Minors traveling to the Philippines

There are specific immigration concerns for minors traveling to the Philippines.

The Philippines recognizes the family as a basic unit of society and emphasizes on family unity. Also, the country has strict child trafficking, smuggling, children protection laws. So Philippine immigration law dictates that children under 15 years of age, unaccompanied by or not coming to a parent shall not be allowed to enter the country, except that such children shall be admitted in the discretion of the Commissioner of Immigration, if otherwise admissible (PIA of 1940). The prevailing practice is that children under 15 years of age who are NOT accompanied by a parent shall NOT be allowed to enter the Philippines.

However, the same law authorizes the Commissioner of Immigration to allow the entry of unaccompanied minors (minors not traveling with a parent) on his discretion upon application of a WAIVER OF EXCLUSION GROUND (WEG). The guardian of the minor may apply for this waiver of exclusion ground in the latter’s behalf. This is the process where an applicant pleads the Commissioner of Immigration that the unaccompanied minor be allowed to enter the Philippines even though he/she is not traveling with a parent.

If a child has a different name from that of the parents, prove that you are the parent/s of the child by bringing a family registry and/or birth certificate and/or adoption papers or any other document which, to your mind, will prove to the immigration officer that you are the parent/s of the minor.

WEG applications may be lodged upon arrival at the airports. It will require the passport of the minor, the passport of the guardian, application form, and a PhP 3,120.oo application fee.


Maximum validity of Philippine ACR I-Card

The Philippine ACR I-Card or the Alien Certificate of Registration Identification Card is the ATM card-size identification card for aliens who are required by law to register (see: http://immigration.gov.ph/index.php?option=com_content&task=view&id=114&Itemid=61). It contains all documentary requirements of an alien in the Philippines. It is somehow like the USA’s green card, Canada’s permanent resident card, Italy’s Soggiorno card, or Spain’s Permiso card. However, it does not contain the visa. As a rule, Philippine visas are stamped on a passport visa page or pasted, if a sticker. The I-Card only complements the visa. It is NOT the visa. The I-Card’s MAXIMUM validity, unless otherwise indicated, is 5 YEARS from the date of issuance. So, if your ACR I-Card was issued sometime in year 2006 it is most probably already expired even if it does not specify a date on the VALID UNTIL portion of the card. 

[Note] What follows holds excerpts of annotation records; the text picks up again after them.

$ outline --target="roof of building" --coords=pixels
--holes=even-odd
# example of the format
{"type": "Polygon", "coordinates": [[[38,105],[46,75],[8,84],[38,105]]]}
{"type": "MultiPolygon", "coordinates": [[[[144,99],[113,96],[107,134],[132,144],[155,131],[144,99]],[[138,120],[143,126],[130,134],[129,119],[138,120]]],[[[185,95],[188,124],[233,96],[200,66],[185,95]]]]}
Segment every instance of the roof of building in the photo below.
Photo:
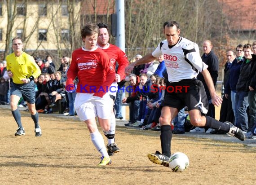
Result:
{"type": "Polygon", "coordinates": [[[231,31],[256,30],[254,0],[218,0],[231,31]]]}
{"type": "Polygon", "coordinates": [[[82,5],[81,13],[85,15],[96,13],[97,16],[110,14],[114,13],[114,8],[115,0],[84,1],[82,5]]]}

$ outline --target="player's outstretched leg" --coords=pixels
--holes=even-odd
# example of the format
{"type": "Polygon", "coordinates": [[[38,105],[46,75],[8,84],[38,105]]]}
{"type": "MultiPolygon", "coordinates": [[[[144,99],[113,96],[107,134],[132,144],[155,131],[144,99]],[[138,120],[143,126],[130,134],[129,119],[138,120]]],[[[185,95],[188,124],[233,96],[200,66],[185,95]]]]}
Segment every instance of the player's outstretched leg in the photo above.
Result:
{"type": "Polygon", "coordinates": [[[169,167],[169,159],[167,156],[156,151],[154,154],[148,154],[148,158],[155,164],[160,164],[166,167],[169,167]]]}
{"type": "Polygon", "coordinates": [[[115,143],[115,117],[114,112],[111,113],[110,119],[110,130],[104,132],[104,135],[107,138],[108,144],[106,148],[108,150],[109,155],[113,155],[114,154],[120,151],[120,149],[117,145],[115,143]]]}
{"type": "Polygon", "coordinates": [[[101,162],[99,164],[98,164],[98,166],[106,166],[108,165],[109,164],[111,164],[111,159],[109,157],[103,157],[102,156],[101,158],[101,162]]]}
{"type": "Polygon", "coordinates": [[[40,137],[42,136],[42,130],[38,123],[38,113],[37,111],[34,115],[31,115],[31,118],[34,121],[35,123],[35,137],[40,137]]]}
{"type": "Polygon", "coordinates": [[[243,131],[240,129],[233,125],[230,122],[226,121],[225,123],[226,124],[229,124],[230,126],[230,131],[228,133],[227,133],[227,134],[230,136],[236,137],[241,141],[244,141],[245,139],[245,136],[244,136],[244,134],[243,131]]]}
{"type": "Polygon", "coordinates": [[[169,159],[171,156],[171,141],[172,141],[171,125],[164,125],[161,126],[161,145],[162,153],[156,151],[154,154],[148,154],[148,158],[155,164],[161,164],[169,167],[169,159]]]}

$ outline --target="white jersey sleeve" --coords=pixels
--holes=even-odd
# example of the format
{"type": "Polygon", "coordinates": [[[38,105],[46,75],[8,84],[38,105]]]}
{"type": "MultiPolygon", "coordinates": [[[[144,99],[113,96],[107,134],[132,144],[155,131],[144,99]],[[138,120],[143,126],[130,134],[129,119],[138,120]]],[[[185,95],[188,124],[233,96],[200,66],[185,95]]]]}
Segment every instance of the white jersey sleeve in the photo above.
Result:
{"type": "Polygon", "coordinates": [[[161,51],[161,47],[160,44],[161,44],[162,42],[158,44],[157,48],[155,48],[154,51],[152,53],[152,55],[156,58],[158,58],[159,57],[162,55],[162,52],[161,51]]]}
{"type": "Polygon", "coordinates": [[[202,72],[208,67],[208,66],[202,61],[201,56],[199,54],[199,47],[197,44],[192,42],[189,43],[184,45],[183,50],[185,58],[187,59],[188,62],[191,62],[193,66],[199,72],[202,72]]]}
{"type": "Polygon", "coordinates": [[[171,82],[196,78],[208,67],[202,61],[197,44],[181,37],[173,46],[169,46],[166,40],[162,41],[152,55],[163,56],[168,80],[171,82]]]}

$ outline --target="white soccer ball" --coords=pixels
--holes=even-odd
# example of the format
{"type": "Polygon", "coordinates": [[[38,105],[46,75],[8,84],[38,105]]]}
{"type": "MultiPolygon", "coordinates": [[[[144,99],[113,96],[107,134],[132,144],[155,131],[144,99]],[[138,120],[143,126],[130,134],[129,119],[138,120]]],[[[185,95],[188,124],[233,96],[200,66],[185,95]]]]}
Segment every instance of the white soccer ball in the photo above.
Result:
{"type": "Polygon", "coordinates": [[[175,172],[185,171],[189,164],[189,158],[182,152],[175,153],[170,157],[169,159],[169,167],[175,172]]]}

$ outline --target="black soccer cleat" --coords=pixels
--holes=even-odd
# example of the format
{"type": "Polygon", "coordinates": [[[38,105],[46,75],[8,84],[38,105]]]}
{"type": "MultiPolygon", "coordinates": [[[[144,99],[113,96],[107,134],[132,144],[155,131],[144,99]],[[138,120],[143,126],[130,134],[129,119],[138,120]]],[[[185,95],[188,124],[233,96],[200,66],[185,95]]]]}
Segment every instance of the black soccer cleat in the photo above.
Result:
{"type": "Polygon", "coordinates": [[[22,136],[22,135],[25,135],[25,130],[24,130],[23,128],[19,127],[18,129],[17,130],[17,132],[15,132],[14,136],[22,136]]]}
{"type": "Polygon", "coordinates": [[[113,155],[115,153],[119,152],[120,149],[117,146],[117,145],[115,143],[111,143],[110,145],[108,143],[106,146],[106,148],[108,150],[107,153],[109,155],[113,155]]]}
{"type": "Polygon", "coordinates": [[[230,136],[235,137],[241,141],[244,141],[245,139],[245,136],[244,136],[244,134],[243,131],[240,129],[233,125],[230,122],[226,121],[225,123],[226,124],[229,124],[230,126],[230,131],[228,133],[227,133],[227,135],[229,135],[230,136]]]}
{"type": "Polygon", "coordinates": [[[42,130],[41,130],[41,128],[35,128],[35,132],[36,137],[40,137],[42,136],[42,130]]]}
{"type": "Polygon", "coordinates": [[[163,154],[161,154],[158,151],[156,151],[154,154],[149,154],[147,156],[149,159],[152,163],[169,167],[169,158],[163,154]]]}

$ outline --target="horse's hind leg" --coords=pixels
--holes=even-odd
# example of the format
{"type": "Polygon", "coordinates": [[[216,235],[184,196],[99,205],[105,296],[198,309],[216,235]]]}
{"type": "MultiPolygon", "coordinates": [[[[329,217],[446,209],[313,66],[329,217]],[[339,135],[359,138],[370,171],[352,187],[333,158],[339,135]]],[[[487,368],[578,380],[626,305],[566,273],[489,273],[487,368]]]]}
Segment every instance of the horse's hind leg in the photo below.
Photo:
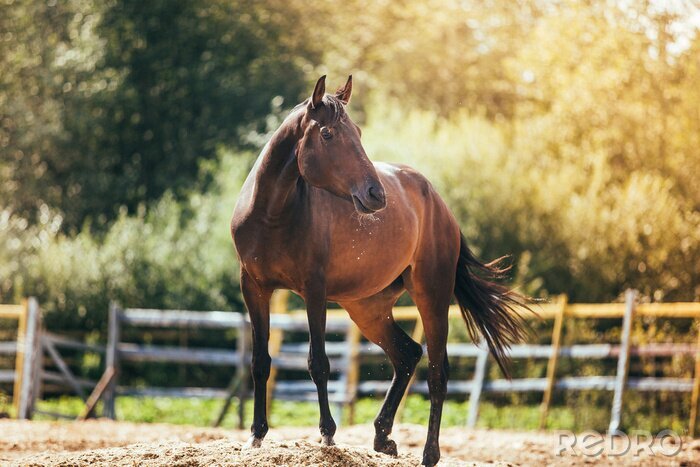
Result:
{"type": "Polygon", "coordinates": [[[397,453],[396,443],[389,439],[396,410],[423,354],[421,346],[406,335],[391,316],[395,301],[396,296],[392,294],[380,294],[341,304],[357,323],[362,334],[380,346],[394,366],[394,379],[374,420],[374,449],[391,455],[397,453]]]}
{"type": "MultiPolygon", "coordinates": [[[[434,250],[433,250],[434,251],[434,250]]],[[[428,437],[423,449],[423,465],[433,466],[440,460],[440,420],[447,394],[449,364],[447,361],[448,313],[454,290],[456,256],[450,259],[443,251],[431,260],[421,261],[420,267],[404,274],[409,294],[416,302],[423,321],[428,347],[428,390],[430,418],[428,437]]]]}

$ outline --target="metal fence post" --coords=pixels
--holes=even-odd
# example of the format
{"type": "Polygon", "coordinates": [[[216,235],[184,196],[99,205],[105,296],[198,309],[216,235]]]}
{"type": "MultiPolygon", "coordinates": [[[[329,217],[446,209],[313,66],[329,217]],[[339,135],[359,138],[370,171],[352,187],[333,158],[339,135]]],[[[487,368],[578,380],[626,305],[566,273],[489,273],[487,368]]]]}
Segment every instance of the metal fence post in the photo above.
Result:
{"type": "Polygon", "coordinates": [[[613,405],[610,415],[610,426],[608,433],[614,435],[620,430],[622,419],[622,398],[627,382],[627,372],[629,371],[630,341],[632,335],[632,318],[634,317],[635,301],[637,292],[627,290],[625,292],[625,314],[622,318],[622,336],[620,339],[620,356],[617,360],[617,375],[615,377],[615,393],[613,394],[613,405]]]}

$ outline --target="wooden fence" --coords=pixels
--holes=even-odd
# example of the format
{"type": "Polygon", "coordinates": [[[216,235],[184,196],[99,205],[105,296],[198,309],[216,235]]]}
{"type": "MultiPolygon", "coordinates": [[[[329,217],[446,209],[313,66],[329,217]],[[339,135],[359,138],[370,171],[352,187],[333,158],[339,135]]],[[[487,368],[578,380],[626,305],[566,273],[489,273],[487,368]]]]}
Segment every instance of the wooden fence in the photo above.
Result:
{"type": "Polygon", "coordinates": [[[13,383],[15,416],[30,418],[39,391],[41,315],[36,299],[21,305],[0,305],[0,319],[17,321],[17,340],[0,342],[0,354],[15,355],[11,370],[0,370],[0,383],[13,383]]]}
{"type": "MultiPolygon", "coordinates": [[[[26,309],[32,308],[32,301],[26,309]]],[[[33,321],[37,331],[34,336],[39,336],[38,331],[38,305],[34,301],[34,308],[37,310],[36,319],[33,321]]],[[[12,317],[10,312],[17,312],[21,307],[14,307],[5,314],[0,309],[0,317],[12,317]]],[[[272,356],[272,371],[269,380],[268,400],[293,399],[293,400],[315,400],[316,390],[310,380],[284,381],[278,378],[280,370],[305,370],[306,355],[308,352],[307,343],[285,342],[285,335],[289,332],[308,332],[306,313],[303,310],[286,310],[286,296],[278,293],[273,296],[271,314],[271,336],[270,354],[272,356]]],[[[457,307],[451,307],[450,313],[459,317],[457,307]]],[[[541,319],[553,320],[552,336],[549,345],[522,344],[513,346],[510,356],[519,358],[542,359],[547,361],[546,375],[542,378],[522,378],[522,379],[495,379],[487,380],[487,369],[489,365],[488,351],[484,346],[473,343],[450,343],[448,344],[448,355],[457,358],[474,358],[475,371],[470,380],[451,380],[448,384],[448,391],[451,394],[469,395],[469,408],[467,413],[467,425],[475,426],[478,420],[479,401],[485,392],[541,392],[541,415],[540,426],[544,428],[547,422],[547,415],[552,401],[552,394],[555,390],[605,390],[612,393],[611,398],[611,420],[609,431],[615,432],[619,429],[623,415],[624,393],[628,390],[636,391],[678,391],[690,392],[690,420],[689,433],[695,434],[697,421],[698,398],[700,396],[700,333],[697,343],[656,343],[643,346],[632,345],[631,330],[633,320],[638,317],[652,316],[657,318],[690,318],[696,322],[700,319],[700,303],[653,303],[639,304],[636,294],[628,291],[625,303],[613,304],[569,304],[565,297],[560,297],[552,303],[543,304],[537,307],[537,313],[541,319]],[[620,319],[621,339],[620,342],[590,345],[570,345],[563,346],[562,340],[566,324],[578,319],[620,319]],[[690,355],[695,359],[695,373],[693,378],[628,378],[630,359],[637,356],[674,356],[690,355]],[[616,359],[617,371],[615,375],[598,375],[574,377],[558,374],[558,363],[560,358],[570,359],[616,359]]],[[[19,315],[16,315],[19,316],[19,315]]],[[[29,316],[29,315],[27,315],[29,316]]],[[[407,321],[412,326],[412,337],[421,342],[423,339],[423,328],[419,319],[418,311],[415,307],[397,307],[394,309],[394,317],[397,321],[407,321]]],[[[349,422],[353,421],[354,402],[360,395],[382,393],[389,387],[389,381],[367,381],[360,378],[360,365],[363,359],[373,355],[383,355],[379,347],[374,344],[363,342],[357,327],[348,319],[343,310],[329,310],[327,320],[327,332],[340,334],[342,340],[328,342],[327,354],[331,360],[331,369],[334,378],[329,382],[330,400],[334,404],[336,418],[340,421],[340,410],[344,406],[349,406],[349,422]]],[[[25,324],[26,325],[26,324],[25,324]]],[[[20,321],[20,326],[23,326],[20,321]]],[[[245,315],[234,312],[192,312],[180,310],[144,310],[144,309],[121,309],[118,305],[112,305],[109,312],[109,336],[105,352],[106,369],[102,378],[98,382],[79,380],[73,376],[70,369],[61,368],[59,364],[60,355],[55,351],[57,347],[82,345],[85,350],[101,351],[95,346],[76,343],[66,340],[61,336],[45,333],[40,337],[26,337],[30,342],[41,342],[40,349],[48,354],[58,367],[58,372],[43,370],[39,372],[43,381],[62,381],[73,389],[73,392],[81,395],[86,400],[86,408],[80,415],[82,418],[89,416],[95,408],[100,398],[104,399],[104,414],[110,417],[115,416],[114,405],[119,395],[171,395],[183,397],[221,397],[224,405],[221,414],[215,424],[221,420],[228,410],[233,397],[238,396],[240,400],[249,397],[249,371],[250,361],[249,342],[247,336],[250,334],[249,324],[245,315]],[[202,328],[202,329],[235,329],[236,339],[231,342],[230,350],[213,348],[184,348],[184,347],[162,347],[142,345],[138,342],[123,342],[121,339],[122,329],[132,328],[202,328]],[[54,347],[54,351],[51,350],[54,347]],[[87,349],[90,347],[90,349],[87,349]],[[229,386],[225,389],[212,388],[133,388],[119,385],[119,367],[124,361],[144,362],[179,362],[189,364],[218,365],[236,368],[235,375],[229,386]],[[92,394],[86,397],[84,390],[93,388],[92,394]]],[[[29,336],[29,333],[25,334],[29,336]]],[[[9,348],[7,343],[0,345],[0,351],[9,348]]],[[[23,349],[37,349],[37,345],[20,345],[23,349]]],[[[35,352],[36,353],[36,352],[35,352]]],[[[38,352],[39,354],[43,352],[38,352]]],[[[20,353],[18,353],[19,362],[20,353]]],[[[24,357],[22,357],[24,358],[24,357]]],[[[29,361],[37,362],[40,358],[24,359],[17,368],[26,368],[24,373],[36,375],[35,370],[31,370],[29,361]],[[33,373],[32,373],[33,371],[33,373]]],[[[0,373],[0,376],[3,373],[0,373]]],[[[7,375],[6,375],[7,377],[7,375]]],[[[24,377],[26,378],[26,377],[24,377]]],[[[28,385],[37,387],[37,378],[26,379],[28,385]],[[31,382],[31,383],[30,383],[31,382]]],[[[36,394],[38,389],[33,390],[36,394]]],[[[428,388],[425,381],[412,381],[409,392],[427,394],[428,388]]],[[[15,391],[20,394],[21,391],[15,391]]],[[[29,394],[31,394],[31,390],[29,394]]],[[[30,398],[31,399],[31,398],[30,398]]],[[[29,399],[27,399],[29,400],[29,399]]],[[[20,398],[21,401],[21,398],[20,398]]],[[[243,406],[239,404],[238,419],[239,424],[243,421],[243,406]]],[[[402,406],[403,407],[403,401],[402,406]]],[[[18,411],[18,413],[20,413],[18,411]]],[[[25,413],[26,415],[26,413],[25,413]]],[[[400,414],[399,414],[400,417],[400,414]]]]}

If your I-Card is expiring, or is already expired, you MUST apply for renewal of card. If it is lost or damaged, apply for re-issuance of card. This will save you the inconvenience of being denied admission to the Philippines during arrival or disallowed to leave the country on departure. Usually, the validity of the I-Card is consistent with the validity of the visa. Its validity is always within, never beyond, the validity of the visa.

When you are coming to the Philippines with a permanent resident or non-immigrant visa and your I-Card is expired you may be excluded or denied entry depending on the assessment of Philippine immigration officers upon your application for entry on arrival. If you have a valid visa however, you may be allowed to enter the Philippines but ONLY as a tourist/visitor and not as a permanent or resident visa holder. So, even if you have a valid resident visa or immigrant or non-immigrant visa but your I-Card is expired or is not presented, you will be accepted to the Philippines only as a tourist with a limited number of days of allowed stay. During such allowed stay you must be able to apply for the re-issuance or renewal of your I-Card. You must also apply for a change of status from that of a tourist/visitor to your status based on your valid visa.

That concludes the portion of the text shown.